企業と第三者の分析が大きく異なったのは、分析の前提となるデータについて両者で認識が異なるなど、分析手法に課題があったからです。このため当初18年度に予定していた費用対効果評価の本格導入は19年度以降に先送りされました。厚労省は今後、評価の結論が出せなかった品目について再び第三者による分析を行うとともに、分析手法の改善に向けた検討を進める方針です。
「1年延命にいくら払える?」調査も焦点に
分析手法の改善とともに本格導入に向けた大きな課題となっているのが、いわゆる「支払い意思額」の調査です。

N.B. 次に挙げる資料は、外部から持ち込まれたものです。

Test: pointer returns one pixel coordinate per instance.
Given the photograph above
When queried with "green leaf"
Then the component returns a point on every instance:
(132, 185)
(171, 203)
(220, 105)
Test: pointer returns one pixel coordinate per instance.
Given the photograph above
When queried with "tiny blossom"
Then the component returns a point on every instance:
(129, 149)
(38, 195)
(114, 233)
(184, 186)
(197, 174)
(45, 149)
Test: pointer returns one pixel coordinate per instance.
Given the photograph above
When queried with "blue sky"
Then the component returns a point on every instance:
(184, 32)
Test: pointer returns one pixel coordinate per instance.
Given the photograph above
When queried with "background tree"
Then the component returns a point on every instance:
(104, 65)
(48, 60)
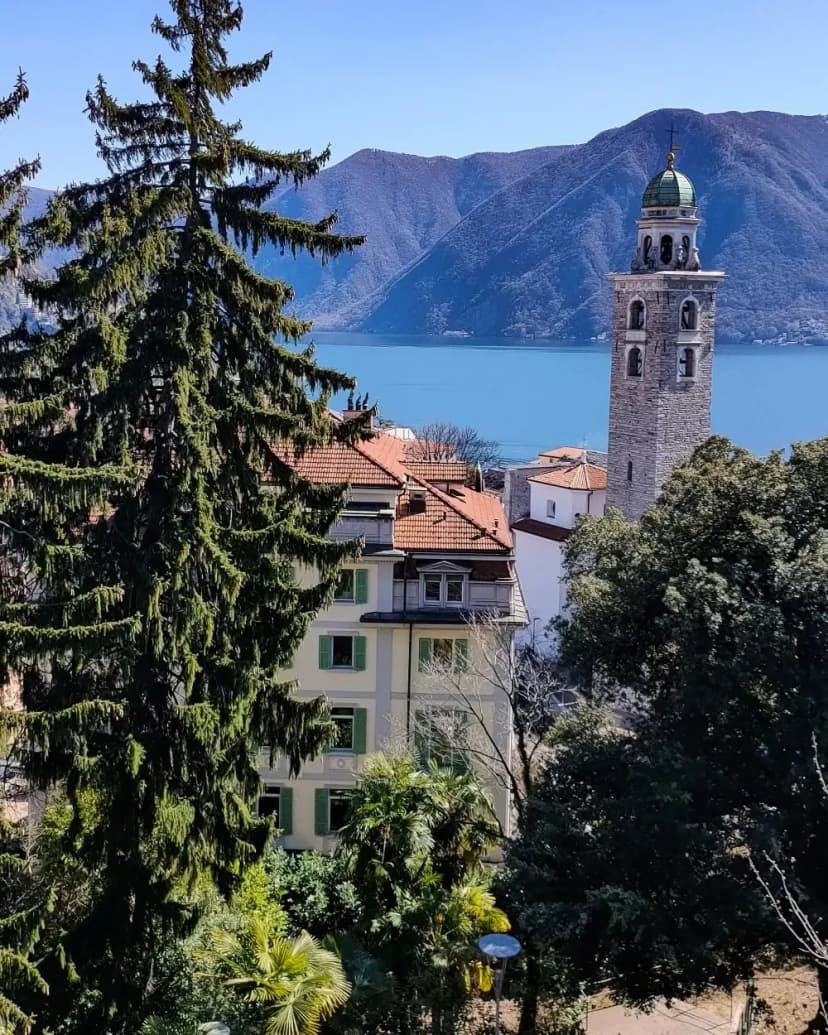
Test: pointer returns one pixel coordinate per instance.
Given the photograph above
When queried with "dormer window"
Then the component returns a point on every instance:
(443, 590)
(689, 315)
(637, 316)
(634, 362)
(686, 363)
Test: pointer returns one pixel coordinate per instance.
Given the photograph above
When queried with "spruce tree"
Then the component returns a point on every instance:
(21, 919)
(150, 528)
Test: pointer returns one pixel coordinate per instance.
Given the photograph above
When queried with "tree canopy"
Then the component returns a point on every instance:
(149, 529)
(706, 622)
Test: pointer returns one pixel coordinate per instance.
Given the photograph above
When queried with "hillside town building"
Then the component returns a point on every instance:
(435, 555)
(663, 316)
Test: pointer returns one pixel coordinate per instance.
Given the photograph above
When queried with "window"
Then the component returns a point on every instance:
(351, 727)
(637, 315)
(345, 587)
(441, 736)
(433, 589)
(443, 590)
(277, 802)
(687, 362)
(331, 809)
(634, 362)
(353, 586)
(342, 652)
(443, 652)
(338, 809)
(689, 316)
(344, 721)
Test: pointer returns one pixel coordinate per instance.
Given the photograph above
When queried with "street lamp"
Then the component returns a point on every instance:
(502, 947)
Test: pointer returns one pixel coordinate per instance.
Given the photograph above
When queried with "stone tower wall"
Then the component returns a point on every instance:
(656, 420)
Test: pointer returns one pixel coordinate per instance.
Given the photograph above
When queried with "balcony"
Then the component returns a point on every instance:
(489, 596)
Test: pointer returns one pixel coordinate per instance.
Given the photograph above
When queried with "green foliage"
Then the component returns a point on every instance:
(706, 622)
(143, 497)
(297, 982)
(316, 891)
(624, 877)
(414, 847)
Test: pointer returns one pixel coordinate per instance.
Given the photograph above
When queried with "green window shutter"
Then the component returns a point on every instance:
(359, 653)
(360, 730)
(461, 655)
(286, 809)
(324, 652)
(361, 586)
(321, 811)
(421, 737)
(425, 649)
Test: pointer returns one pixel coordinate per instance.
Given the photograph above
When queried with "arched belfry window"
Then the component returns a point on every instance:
(638, 316)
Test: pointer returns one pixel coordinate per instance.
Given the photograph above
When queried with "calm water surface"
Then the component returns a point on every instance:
(532, 395)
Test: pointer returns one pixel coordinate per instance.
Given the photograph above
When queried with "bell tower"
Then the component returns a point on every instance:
(663, 314)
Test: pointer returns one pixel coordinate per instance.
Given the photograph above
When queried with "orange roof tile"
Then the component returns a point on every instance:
(585, 476)
(471, 522)
(564, 452)
(438, 470)
(460, 520)
(342, 463)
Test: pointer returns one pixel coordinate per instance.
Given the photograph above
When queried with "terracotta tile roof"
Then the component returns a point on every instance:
(375, 462)
(471, 522)
(563, 452)
(438, 470)
(459, 521)
(542, 529)
(585, 476)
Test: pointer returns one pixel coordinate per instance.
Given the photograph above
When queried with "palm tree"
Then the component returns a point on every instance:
(297, 982)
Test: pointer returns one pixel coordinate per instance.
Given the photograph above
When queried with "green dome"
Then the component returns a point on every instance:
(669, 189)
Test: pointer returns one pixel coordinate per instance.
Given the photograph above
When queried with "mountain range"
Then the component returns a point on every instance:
(519, 243)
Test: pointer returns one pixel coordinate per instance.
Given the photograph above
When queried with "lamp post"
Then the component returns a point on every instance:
(502, 947)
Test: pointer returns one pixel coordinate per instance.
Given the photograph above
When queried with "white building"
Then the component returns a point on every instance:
(544, 501)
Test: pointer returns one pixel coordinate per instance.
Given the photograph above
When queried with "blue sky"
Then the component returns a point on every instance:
(429, 77)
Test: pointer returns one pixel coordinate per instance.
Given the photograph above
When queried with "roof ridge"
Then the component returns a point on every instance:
(445, 498)
(378, 463)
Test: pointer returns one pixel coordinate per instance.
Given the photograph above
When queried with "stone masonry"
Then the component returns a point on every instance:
(658, 418)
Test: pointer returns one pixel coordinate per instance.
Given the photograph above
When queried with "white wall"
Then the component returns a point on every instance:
(539, 569)
(568, 502)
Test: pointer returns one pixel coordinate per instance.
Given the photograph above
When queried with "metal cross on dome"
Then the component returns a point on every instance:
(673, 146)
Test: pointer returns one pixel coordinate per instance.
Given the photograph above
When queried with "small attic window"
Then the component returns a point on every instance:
(416, 501)
(637, 317)
(686, 363)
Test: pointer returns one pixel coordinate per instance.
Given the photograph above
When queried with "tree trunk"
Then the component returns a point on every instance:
(820, 1023)
(529, 1006)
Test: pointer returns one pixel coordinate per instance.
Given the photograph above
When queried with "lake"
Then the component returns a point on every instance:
(533, 395)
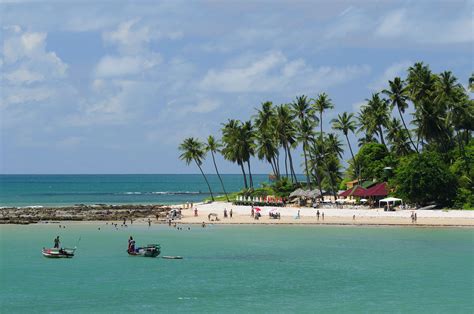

厚労省は昨年、費用対効果の良し悪しを判断するための基準をつくるため、3000人以上の国民を対象に、
「死が迫っている病気の人を、完全に健康な状態で1年間だけ寿命を延ばすのに、いくらまでなら公的医療保険で支払うべきですか」
と問う大規模なアンケート調査を計画しました。
ところが中医協部会では「死が迫っているのなら金額は問わないと考えるのではないか」「イメージがわかない」といった異論が続出。調査は一旦保留となりましたが、3月7日の合同部会でも「命に値段をつける調査には反対」といった意見が出ており、今のところ実施は宙に浮いたまま。一旦は「500万円」「1000万円」と決まったICERの基準値も、まだ暫定的なものです。
費用対効果評価の導入は、高額な薬剤が相次いで登場する中、医療費の膨張に歯止めをかけるのが狙いです。同様の取り組みは欧州で先行していますが、製薬業界からは「世界的に見ても奏効した国はない」(MSDのヤニー・ウェストハイゼン社長)などと懸念もあります。国民皆保険の維持とイノベーション推進の両立に向け、あるべき制度の模索は続きます。